I found myself thinking the other day that the sooner the pubs are open the better. Away back in April I made the cardinal mistake of telling Wee Jap that when the hairdressers reopen he should get sorted out asap. My big mistake was that I said this within earshot of Billy Gillen. Billy weighed in about possible styles, emphasising that short back and sides has long been out of date. Wee Jap hasn’t been in a barber’s shop for years just as Billy sheds tears when laughing, he shed the crop on the top of his head a long time ago.
 
Just as Jap was leaving my house last week he pointed at the garden fence and said, “Get that painted before the pubs re-open.” I assured him I would. However, I'm fairly sure that either my wife or neighbour overheard him as he was quite loud and he was laughing as he drove off.
 
So after a lapse of many years I find myself painting the garden fence. On the question of how often a garden fence should be painted there is some difference of opinion but I have long thought that give a year or two either way I should not let a decade go by without wielding the brush. After all one can't be too careful about one's property and it's as well to do the painting whilst there is something to paint. I must admit that I had thought hard over the summer about starting the job but with the uncertainty about when the pubs and clubs would reopen I postponed the undertaking  rather than be caught out halfway through the job.

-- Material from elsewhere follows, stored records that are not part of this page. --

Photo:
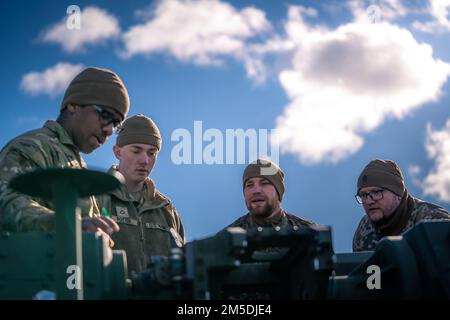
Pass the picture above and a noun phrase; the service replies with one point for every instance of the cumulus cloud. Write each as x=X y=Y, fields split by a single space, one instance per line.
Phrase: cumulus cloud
x=51 y=81
x=439 y=10
x=346 y=82
x=97 y=26
x=437 y=182
x=370 y=11
x=200 y=31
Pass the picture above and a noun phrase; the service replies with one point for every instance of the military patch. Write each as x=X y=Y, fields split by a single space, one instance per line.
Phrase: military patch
x=122 y=212
x=176 y=237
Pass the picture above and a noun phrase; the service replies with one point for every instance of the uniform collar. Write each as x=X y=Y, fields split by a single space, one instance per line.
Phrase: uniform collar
x=61 y=133
x=282 y=221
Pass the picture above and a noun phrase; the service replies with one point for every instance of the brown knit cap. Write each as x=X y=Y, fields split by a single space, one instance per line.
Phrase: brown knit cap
x=139 y=129
x=384 y=174
x=266 y=169
x=98 y=86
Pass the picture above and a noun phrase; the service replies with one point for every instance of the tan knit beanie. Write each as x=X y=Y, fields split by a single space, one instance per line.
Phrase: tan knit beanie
x=139 y=129
x=384 y=174
x=98 y=86
x=266 y=169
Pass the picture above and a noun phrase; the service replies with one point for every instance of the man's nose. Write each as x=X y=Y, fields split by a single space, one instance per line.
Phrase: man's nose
x=369 y=200
x=108 y=129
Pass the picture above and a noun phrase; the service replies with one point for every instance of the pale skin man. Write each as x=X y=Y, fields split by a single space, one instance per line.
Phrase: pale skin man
x=379 y=204
x=149 y=222
x=390 y=210
x=262 y=200
x=263 y=193
x=136 y=163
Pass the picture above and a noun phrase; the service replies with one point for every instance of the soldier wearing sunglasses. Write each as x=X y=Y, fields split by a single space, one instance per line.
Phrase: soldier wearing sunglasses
x=95 y=103
x=390 y=209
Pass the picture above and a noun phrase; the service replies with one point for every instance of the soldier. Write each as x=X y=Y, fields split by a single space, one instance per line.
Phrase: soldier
x=390 y=209
x=149 y=223
x=263 y=193
x=95 y=103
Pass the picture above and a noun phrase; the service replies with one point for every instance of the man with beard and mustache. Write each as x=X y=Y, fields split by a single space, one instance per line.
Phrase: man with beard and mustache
x=94 y=104
x=263 y=192
x=390 y=209
x=150 y=225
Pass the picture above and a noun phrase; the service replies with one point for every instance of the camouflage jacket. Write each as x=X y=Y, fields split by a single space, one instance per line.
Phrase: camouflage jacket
x=287 y=219
x=47 y=147
x=148 y=226
x=367 y=237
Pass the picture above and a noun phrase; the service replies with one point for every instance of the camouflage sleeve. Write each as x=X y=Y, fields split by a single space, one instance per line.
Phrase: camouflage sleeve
x=19 y=212
x=430 y=212
x=179 y=224
x=358 y=243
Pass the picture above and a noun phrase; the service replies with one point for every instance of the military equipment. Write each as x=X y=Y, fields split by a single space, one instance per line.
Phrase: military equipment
x=262 y=263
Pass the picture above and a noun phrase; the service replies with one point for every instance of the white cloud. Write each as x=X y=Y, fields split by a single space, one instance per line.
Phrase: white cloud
x=345 y=82
x=200 y=31
x=439 y=10
x=371 y=11
x=414 y=172
x=52 y=81
x=437 y=182
x=97 y=26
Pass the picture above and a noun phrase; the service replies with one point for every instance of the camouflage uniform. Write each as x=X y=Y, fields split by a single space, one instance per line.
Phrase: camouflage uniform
x=47 y=147
x=246 y=222
x=367 y=236
x=147 y=226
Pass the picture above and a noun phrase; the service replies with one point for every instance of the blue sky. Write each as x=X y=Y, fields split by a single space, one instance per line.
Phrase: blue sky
x=342 y=82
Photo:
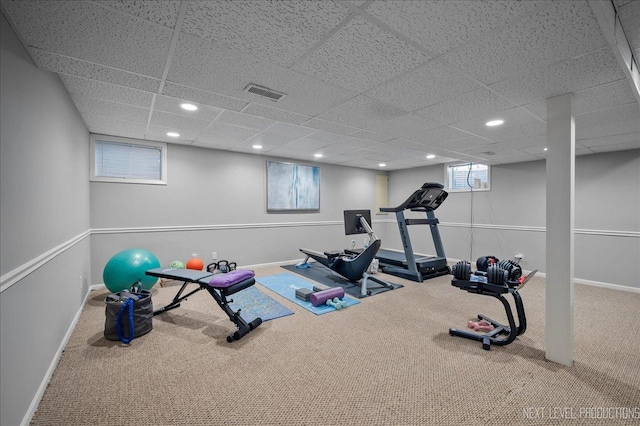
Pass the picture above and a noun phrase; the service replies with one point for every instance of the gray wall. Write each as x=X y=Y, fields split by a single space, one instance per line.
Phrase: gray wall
x=510 y=218
x=215 y=201
x=44 y=220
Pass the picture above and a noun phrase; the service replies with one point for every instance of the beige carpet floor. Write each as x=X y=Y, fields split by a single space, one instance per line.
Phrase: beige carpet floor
x=386 y=361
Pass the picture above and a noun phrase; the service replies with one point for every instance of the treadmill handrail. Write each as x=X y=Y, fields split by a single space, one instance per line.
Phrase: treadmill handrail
x=429 y=197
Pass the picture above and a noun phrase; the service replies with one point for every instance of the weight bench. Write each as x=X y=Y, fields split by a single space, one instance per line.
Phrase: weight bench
x=219 y=286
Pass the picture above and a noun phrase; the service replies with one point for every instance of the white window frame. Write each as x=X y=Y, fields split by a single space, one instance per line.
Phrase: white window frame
x=125 y=141
x=448 y=184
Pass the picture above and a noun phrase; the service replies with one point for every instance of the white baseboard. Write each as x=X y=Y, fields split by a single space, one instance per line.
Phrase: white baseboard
x=582 y=281
x=54 y=364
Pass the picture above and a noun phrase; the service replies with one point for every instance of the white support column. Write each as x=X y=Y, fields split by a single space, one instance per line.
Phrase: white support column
x=560 y=230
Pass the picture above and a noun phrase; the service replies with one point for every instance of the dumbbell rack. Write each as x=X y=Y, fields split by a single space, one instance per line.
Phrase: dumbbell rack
x=478 y=284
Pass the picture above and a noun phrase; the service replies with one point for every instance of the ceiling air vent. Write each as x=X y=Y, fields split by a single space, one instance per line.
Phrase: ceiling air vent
x=264 y=92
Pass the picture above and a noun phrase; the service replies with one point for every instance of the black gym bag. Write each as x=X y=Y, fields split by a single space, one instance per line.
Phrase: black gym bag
x=128 y=315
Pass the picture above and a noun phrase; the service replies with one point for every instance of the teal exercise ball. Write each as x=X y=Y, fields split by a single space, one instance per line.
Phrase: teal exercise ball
x=128 y=267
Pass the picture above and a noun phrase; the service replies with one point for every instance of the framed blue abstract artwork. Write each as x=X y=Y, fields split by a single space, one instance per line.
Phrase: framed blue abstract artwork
x=292 y=187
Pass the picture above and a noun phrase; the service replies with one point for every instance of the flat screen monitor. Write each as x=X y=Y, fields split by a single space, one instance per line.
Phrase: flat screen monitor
x=352 y=224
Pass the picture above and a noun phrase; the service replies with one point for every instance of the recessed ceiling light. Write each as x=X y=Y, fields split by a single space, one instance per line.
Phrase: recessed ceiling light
x=189 y=107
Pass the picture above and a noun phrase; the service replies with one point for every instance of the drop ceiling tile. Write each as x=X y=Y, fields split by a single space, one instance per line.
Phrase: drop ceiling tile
x=202 y=96
x=360 y=56
x=290 y=152
x=409 y=126
x=512 y=117
x=570 y=29
x=276 y=32
x=172 y=105
x=330 y=137
x=98 y=107
x=86 y=31
x=65 y=65
x=589 y=70
x=465 y=107
x=337 y=149
x=307 y=144
x=537 y=141
x=163 y=12
x=441 y=134
x=244 y=120
x=109 y=92
x=608 y=116
x=177 y=122
x=617 y=147
x=269 y=141
x=362 y=111
x=592 y=99
x=359 y=143
x=603 y=142
x=440 y=26
x=505 y=134
x=427 y=85
x=225 y=134
x=630 y=19
x=159 y=133
x=114 y=127
x=462 y=144
x=330 y=126
x=366 y=134
x=275 y=114
x=501 y=154
x=621 y=128
x=208 y=66
x=286 y=129
x=422 y=148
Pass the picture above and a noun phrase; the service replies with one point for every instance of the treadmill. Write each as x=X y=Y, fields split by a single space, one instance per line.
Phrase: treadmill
x=407 y=265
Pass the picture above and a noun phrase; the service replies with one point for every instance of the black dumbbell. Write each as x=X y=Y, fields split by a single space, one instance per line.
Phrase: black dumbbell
x=461 y=270
x=484 y=262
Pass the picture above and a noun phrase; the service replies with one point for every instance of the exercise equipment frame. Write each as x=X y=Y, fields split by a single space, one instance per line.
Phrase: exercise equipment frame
x=478 y=284
x=219 y=292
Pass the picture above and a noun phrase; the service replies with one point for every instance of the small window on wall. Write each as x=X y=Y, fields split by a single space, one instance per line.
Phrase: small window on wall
x=464 y=177
x=128 y=160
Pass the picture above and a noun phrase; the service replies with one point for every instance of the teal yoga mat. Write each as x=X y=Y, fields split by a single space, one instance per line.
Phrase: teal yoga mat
x=286 y=284
x=256 y=303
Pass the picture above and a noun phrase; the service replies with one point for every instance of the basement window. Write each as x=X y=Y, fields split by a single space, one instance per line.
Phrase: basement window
x=128 y=160
x=467 y=177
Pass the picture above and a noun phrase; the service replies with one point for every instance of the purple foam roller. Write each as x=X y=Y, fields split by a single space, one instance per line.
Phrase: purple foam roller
x=320 y=297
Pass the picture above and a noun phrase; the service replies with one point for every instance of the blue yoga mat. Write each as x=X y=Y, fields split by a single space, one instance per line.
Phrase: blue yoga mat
x=286 y=284
x=255 y=303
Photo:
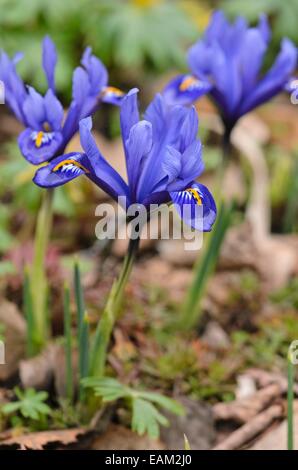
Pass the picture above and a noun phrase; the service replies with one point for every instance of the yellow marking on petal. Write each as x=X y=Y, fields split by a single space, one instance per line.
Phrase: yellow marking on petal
x=187 y=83
x=70 y=161
x=113 y=90
x=46 y=126
x=38 y=140
x=196 y=195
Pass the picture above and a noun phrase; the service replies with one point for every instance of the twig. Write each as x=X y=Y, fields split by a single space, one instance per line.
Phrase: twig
x=246 y=433
x=244 y=410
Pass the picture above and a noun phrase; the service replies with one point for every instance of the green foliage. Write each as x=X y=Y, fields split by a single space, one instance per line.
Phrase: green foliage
x=30 y=404
x=6 y=239
x=283 y=16
x=6 y=268
x=83 y=324
x=290 y=401
x=134 y=36
x=68 y=344
x=29 y=314
x=124 y=34
x=288 y=295
x=207 y=263
x=145 y=415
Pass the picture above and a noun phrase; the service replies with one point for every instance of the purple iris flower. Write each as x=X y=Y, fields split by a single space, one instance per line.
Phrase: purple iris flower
x=163 y=159
x=47 y=132
x=230 y=58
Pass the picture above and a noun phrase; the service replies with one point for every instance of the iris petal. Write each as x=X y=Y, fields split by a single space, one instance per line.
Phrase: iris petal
x=49 y=61
x=196 y=206
x=61 y=170
x=185 y=89
x=39 y=147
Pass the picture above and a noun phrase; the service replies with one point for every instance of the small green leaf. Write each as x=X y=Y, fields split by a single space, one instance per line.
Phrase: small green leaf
x=146 y=418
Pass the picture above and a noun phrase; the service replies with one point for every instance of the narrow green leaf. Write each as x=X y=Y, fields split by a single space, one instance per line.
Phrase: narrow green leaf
x=165 y=402
x=290 y=399
x=28 y=310
x=191 y=312
x=68 y=344
x=146 y=418
x=83 y=324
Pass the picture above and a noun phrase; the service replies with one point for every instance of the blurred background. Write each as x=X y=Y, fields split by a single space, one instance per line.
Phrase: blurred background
x=249 y=311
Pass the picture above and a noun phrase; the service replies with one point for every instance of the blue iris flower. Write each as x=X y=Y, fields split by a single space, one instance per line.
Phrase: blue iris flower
x=46 y=132
x=230 y=57
x=163 y=159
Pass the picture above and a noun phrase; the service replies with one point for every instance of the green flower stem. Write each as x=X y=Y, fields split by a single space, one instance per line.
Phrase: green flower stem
x=111 y=313
x=38 y=280
x=290 y=400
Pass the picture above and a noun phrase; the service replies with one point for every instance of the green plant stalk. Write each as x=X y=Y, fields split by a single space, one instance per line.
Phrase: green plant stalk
x=191 y=312
x=110 y=314
x=68 y=345
x=38 y=280
x=28 y=311
x=83 y=325
x=290 y=399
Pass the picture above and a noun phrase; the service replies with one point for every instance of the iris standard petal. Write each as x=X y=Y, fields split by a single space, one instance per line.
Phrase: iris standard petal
x=264 y=28
x=39 y=146
x=80 y=86
x=54 y=111
x=251 y=58
x=185 y=89
x=196 y=206
x=129 y=113
x=138 y=146
x=107 y=178
x=171 y=164
x=49 y=61
x=34 y=109
x=189 y=128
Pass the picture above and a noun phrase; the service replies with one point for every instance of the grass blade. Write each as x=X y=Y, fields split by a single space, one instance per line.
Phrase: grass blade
x=290 y=400
x=29 y=314
x=191 y=311
x=83 y=325
x=68 y=344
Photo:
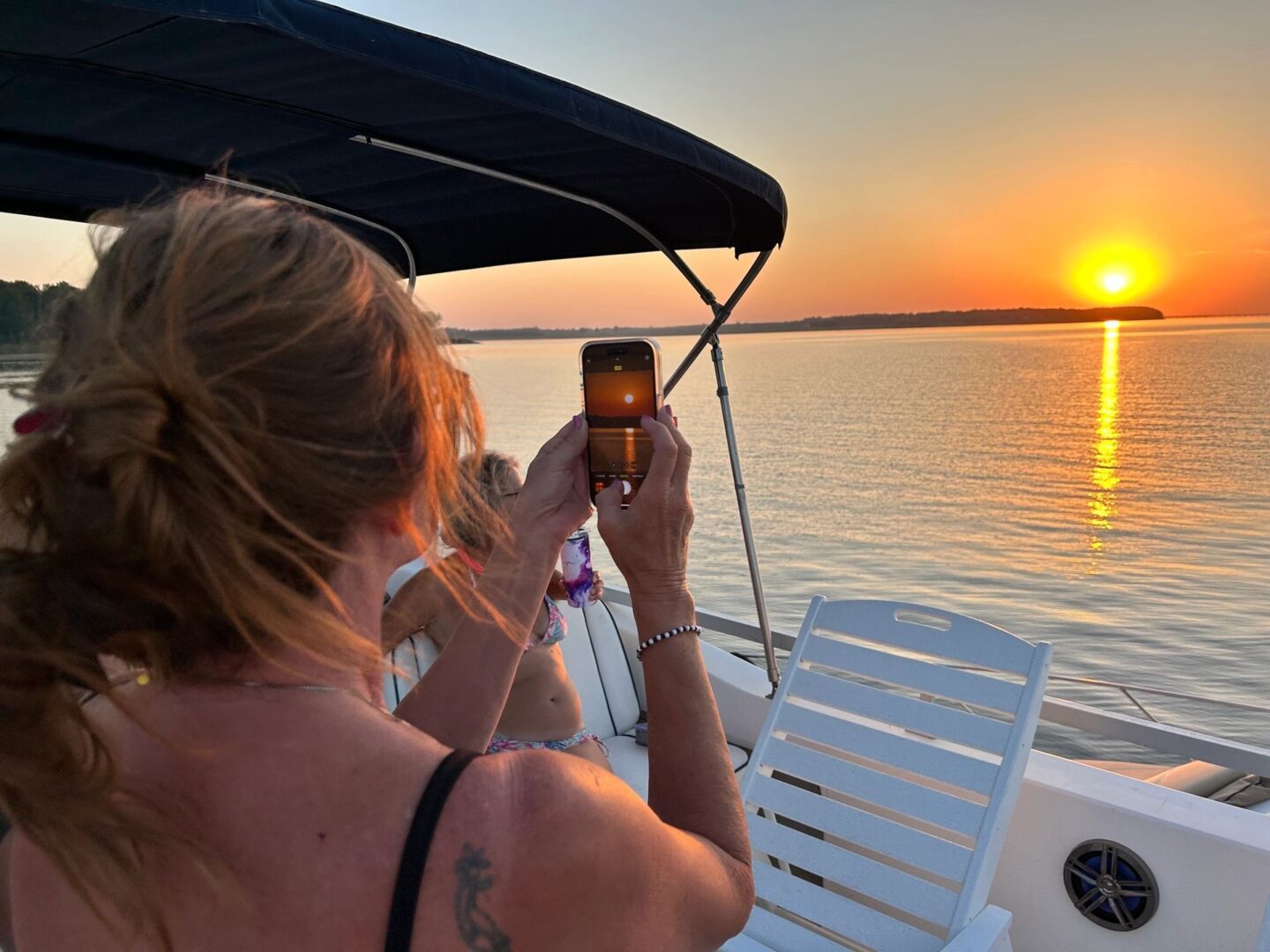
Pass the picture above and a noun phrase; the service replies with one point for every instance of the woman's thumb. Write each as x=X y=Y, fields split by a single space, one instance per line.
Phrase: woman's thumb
x=609 y=502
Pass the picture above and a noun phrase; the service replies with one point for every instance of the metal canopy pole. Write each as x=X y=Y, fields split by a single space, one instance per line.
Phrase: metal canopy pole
x=721 y=312
x=712 y=335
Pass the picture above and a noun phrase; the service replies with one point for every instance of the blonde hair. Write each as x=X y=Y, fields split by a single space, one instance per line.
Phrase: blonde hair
x=474 y=528
x=238 y=385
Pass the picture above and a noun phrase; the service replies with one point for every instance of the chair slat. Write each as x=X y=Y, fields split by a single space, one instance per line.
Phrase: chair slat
x=875 y=621
x=889 y=838
x=912 y=714
x=888 y=747
x=782 y=936
x=898 y=795
x=854 y=871
x=744 y=943
x=940 y=681
x=840 y=914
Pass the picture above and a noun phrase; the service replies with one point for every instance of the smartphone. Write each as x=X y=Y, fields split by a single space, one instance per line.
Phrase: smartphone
x=621 y=381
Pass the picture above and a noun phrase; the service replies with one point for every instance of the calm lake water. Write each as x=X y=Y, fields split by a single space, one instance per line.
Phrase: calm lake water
x=1106 y=489
x=1102 y=489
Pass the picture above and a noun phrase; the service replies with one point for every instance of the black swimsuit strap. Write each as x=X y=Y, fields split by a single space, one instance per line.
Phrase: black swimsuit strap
x=415 y=853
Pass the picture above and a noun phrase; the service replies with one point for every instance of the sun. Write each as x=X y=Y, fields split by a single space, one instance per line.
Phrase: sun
x=1116 y=271
x=1114 y=280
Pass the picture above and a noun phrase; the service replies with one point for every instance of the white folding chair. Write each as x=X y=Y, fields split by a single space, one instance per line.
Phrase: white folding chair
x=882 y=786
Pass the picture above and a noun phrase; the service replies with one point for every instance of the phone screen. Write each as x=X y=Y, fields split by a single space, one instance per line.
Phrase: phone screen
x=620 y=385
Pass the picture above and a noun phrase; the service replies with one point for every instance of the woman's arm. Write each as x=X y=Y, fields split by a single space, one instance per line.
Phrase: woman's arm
x=676 y=873
x=691 y=781
x=461 y=697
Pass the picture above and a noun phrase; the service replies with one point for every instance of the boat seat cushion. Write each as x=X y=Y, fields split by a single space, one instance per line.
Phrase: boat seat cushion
x=630 y=761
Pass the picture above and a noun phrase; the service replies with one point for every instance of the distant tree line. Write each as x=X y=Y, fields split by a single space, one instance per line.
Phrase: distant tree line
x=848 y=322
x=25 y=309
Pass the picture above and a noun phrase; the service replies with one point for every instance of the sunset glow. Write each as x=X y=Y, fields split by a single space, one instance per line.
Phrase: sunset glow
x=1105 y=173
x=1117 y=271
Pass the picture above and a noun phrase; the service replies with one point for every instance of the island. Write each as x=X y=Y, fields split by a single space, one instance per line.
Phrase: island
x=850 y=322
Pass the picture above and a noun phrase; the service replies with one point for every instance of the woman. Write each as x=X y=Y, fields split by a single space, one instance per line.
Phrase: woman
x=542 y=707
x=230 y=450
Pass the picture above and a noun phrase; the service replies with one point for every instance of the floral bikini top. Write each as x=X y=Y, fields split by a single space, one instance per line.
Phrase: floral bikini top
x=556 y=631
x=557 y=628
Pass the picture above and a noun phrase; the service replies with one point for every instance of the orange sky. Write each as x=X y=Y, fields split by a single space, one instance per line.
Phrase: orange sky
x=934 y=155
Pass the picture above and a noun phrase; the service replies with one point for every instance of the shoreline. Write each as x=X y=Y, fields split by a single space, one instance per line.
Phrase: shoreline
x=857 y=322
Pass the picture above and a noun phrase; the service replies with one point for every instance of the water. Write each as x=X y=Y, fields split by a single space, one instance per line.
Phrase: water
x=1105 y=489
x=1102 y=489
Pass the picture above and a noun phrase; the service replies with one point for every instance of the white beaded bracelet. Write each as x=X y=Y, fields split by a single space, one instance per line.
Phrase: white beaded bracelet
x=663 y=636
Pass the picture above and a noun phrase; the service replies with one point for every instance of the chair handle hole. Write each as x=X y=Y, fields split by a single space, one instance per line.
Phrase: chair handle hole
x=927 y=621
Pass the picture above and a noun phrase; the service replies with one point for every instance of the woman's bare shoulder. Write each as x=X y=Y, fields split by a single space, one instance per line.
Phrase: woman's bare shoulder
x=422 y=600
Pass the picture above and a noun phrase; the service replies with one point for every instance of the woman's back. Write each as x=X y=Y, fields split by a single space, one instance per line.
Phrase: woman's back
x=228 y=456
x=303 y=796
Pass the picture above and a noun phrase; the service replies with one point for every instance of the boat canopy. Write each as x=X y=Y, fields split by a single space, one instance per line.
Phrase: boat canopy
x=106 y=103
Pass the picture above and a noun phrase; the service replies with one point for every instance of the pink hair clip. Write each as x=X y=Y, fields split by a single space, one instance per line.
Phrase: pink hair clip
x=36 y=419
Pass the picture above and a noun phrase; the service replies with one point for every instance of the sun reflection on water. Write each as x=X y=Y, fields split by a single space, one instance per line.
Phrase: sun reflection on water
x=1104 y=475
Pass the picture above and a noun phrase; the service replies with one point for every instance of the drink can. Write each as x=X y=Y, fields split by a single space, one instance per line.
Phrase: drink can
x=576 y=566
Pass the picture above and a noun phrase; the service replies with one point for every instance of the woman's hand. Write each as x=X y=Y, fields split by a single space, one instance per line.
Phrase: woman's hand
x=649 y=539
x=554 y=501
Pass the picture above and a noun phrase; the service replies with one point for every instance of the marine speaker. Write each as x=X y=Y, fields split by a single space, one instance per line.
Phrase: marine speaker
x=1110 y=885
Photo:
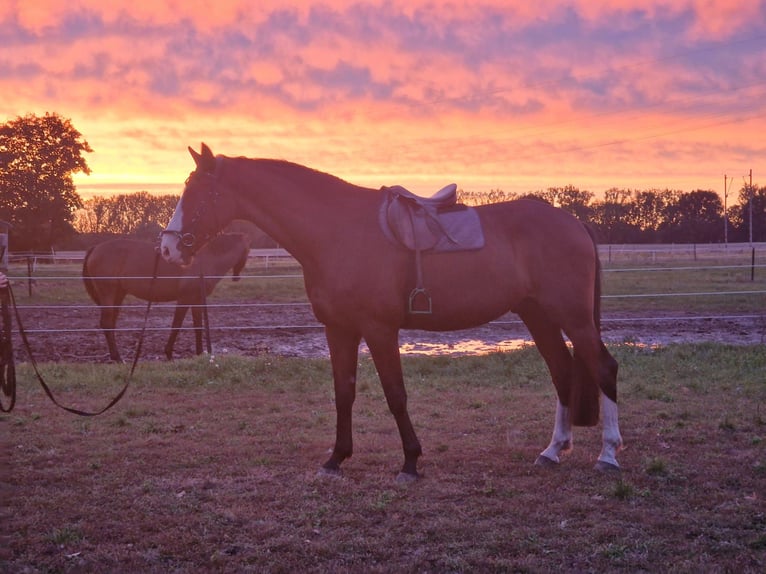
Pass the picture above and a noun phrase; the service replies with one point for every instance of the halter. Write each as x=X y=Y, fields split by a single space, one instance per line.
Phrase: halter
x=188 y=240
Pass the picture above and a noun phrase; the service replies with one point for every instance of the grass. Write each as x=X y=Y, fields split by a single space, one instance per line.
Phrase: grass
x=208 y=464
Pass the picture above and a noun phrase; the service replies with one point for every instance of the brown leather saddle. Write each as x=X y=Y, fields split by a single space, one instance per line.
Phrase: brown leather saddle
x=433 y=224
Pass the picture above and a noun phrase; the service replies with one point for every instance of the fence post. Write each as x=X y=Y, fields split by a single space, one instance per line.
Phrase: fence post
x=752 y=265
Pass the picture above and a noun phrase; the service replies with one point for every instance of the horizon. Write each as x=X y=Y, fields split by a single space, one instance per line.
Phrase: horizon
x=489 y=95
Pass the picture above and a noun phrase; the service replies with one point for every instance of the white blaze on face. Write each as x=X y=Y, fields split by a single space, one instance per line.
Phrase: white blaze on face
x=169 y=242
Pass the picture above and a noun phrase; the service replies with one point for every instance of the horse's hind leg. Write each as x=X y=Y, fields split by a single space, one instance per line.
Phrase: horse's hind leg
x=108 y=323
x=596 y=364
x=550 y=343
x=384 y=347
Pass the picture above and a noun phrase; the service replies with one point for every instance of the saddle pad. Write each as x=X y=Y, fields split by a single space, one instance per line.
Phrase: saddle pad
x=457 y=228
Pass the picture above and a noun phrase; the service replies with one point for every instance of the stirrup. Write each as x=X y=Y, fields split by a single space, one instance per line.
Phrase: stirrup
x=415 y=295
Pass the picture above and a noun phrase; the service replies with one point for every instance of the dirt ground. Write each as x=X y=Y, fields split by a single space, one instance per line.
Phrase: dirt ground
x=70 y=334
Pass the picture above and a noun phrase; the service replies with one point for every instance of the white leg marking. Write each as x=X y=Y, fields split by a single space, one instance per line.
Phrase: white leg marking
x=612 y=441
x=561 y=441
x=169 y=242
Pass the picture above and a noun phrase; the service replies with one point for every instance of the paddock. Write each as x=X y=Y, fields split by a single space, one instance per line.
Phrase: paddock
x=183 y=474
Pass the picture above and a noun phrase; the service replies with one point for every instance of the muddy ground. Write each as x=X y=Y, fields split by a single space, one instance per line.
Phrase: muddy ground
x=71 y=334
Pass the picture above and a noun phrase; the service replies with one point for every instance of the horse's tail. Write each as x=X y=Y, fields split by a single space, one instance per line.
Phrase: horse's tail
x=87 y=278
x=597 y=280
x=242 y=261
x=585 y=392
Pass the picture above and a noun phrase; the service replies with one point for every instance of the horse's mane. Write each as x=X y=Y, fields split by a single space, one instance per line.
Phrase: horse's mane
x=301 y=174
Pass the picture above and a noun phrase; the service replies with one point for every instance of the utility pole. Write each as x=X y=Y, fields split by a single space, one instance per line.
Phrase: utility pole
x=725 y=211
x=750 y=189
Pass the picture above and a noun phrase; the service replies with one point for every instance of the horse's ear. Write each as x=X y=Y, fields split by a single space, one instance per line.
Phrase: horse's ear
x=205 y=161
x=197 y=157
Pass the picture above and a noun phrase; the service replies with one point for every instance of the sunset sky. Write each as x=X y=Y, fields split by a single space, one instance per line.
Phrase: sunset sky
x=489 y=94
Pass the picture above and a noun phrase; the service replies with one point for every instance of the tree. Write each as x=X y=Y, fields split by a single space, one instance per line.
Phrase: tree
x=38 y=156
x=139 y=214
x=697 y=217
x=611 y=218
x=740 y=213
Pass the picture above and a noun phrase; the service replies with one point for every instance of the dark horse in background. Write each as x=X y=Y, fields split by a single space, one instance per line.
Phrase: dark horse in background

I even bought some tins of wood stain in Tesco a few months ago but when my daughter told me she had just had a new fence erected in her back garden I gifted the stain and brushes to her.
 
Now when a room needs papered or the skirting needs a lick of paint or a door needs touched up I have no hesitation in calling in others who have greater claims to craftsmanship than me but when it comes to putting a stain on the fence I’m your man.
 
The technique of fence staining looks simple to passers-by. I know this when I see them raise their eyebrows as If to say, “he's dipping and sloshing.” Maybe it's my imagination but they all seem to be on the footpath on the other side of the road as they pass me by. Now I admit there is no washing down, no smoothing with differing grades of sandpaper, no flat undercoating. I find if I keep my head down and my right elbow near my side I can get on with the job. However, although the passerby would not see any difficulties, I find that I have to keep my wits about me for every plank in the fence is different!
 
I have long recognised that someone as finicky and fastidious as Wee Jap would never make a fence stainer. You have to recognise that some planks are more thirsty than others. Experience has taught me to take each plank unawares and slap on the stain before the wood has time to mop it up. To slightly vary the words of Kris Kristofferson’s song it's a case of “One plank at a time, Sweet Jesus.”
 
Another problem which the likes of Wee Jap are oblivious to, is the appearance of creepy crawlies. You have to  give them a reasonable chance of escape on their wee legs but you can't afford to wait all day and even the most humane fence stain has a fairly high casualty list. This is totally regrettable but death is the price of progress.
 
The passers-by will also be unaware as they look on this task as a brutish kind of work, that there are advanced mathematical calculations to be made.
 
While some fence stainers will work away until the tin is emptied or spilt on his trousers, the enlightened fence stainer will do an audit every time he lights his pipe or takes a drink from his flask. Thus if he has stained seventeen out of the one hundred and fifteen planks, he will know he still has almost eighty two and a quarter percent of the work to do. Passers-by will be unaware that the squiggles of stain on the next three or four planks from where he is working are the “sums”.
 
One of the big advantages in being involved in staining the fence is that you are absolved from doing other chores. I don't have to put out the bins or post letters.  In the past this might have seen me excused from helping with the homework. Passers-by will notice the smudge stain on your nose and realise that as the evenings are drawing in fast,  you are striving to get the job done. It's now got to the stage where no-one could be expected to work in the open after tea.
 
This year has been a bad year for fence-staining. On some days I got into my painting trousers, brought the stain, brushes and steps out one by one onto the footpath and then down comes the rain! Everything must then be returned to the  garage without any perceived achievement. What appears to be a simple job has become a campaign.
 
It's now coming into the Christmas season and days are getting shorter. I'm of a mind, what with the dark evenings, the cold mornings and the poor light – not to mention the incessant rain –  to take my Christmas holidays and set a definite target of having the job finished before the clocks go forward for the official start of Summer time.
 
And when Billy Gillen makes the remark about a good first coat I'll do what I did over a decade ago. I'll bite my tongue and literally “sit on the fence.”